Un autre intellectuel de renom, le professeur d’économie Ilham Tohti, a lui aussi disparu dans le système pénitentiaire après avoir été condamné à la prison à vie pour séparatisme. Il a reçu en octobre dernier le prix Sakharov des droits de l’homme du Parlement européen, une récompense qui a suscité l’ire de Pékin.
Depuis 2017, les autorités ont renforcé le bilinguisme dans le système scolaire régional afin d’améliorer l’enseignement du chinois. En pratique, cela revient à plonger les élèves dans des centres d’immersion en mandarin, au détriment de l’enseignement en ouïghour, dénoncent les critiques du régime.

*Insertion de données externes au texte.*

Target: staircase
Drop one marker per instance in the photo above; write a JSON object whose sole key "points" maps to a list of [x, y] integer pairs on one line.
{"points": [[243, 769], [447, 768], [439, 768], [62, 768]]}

« Avec la suppression des manuels scolaires et de l’enseignement en ouïghour, la prochaine génération n’aura plus de lien avec la culture » ancestrale, s’alarme Kamalturk Yalqun, dont le père, l’écrivain Yalqun Rozi, a été condamné en 2018 pour « subversion ». « Pour la Chine, c’est une façon d’éliminer l’identité des Ouïghours et de les assimiler pour qu’ils parlent chinois, pensent chinois, et ignorent tout de leur histoire et de leur culture », dénonce-t-il.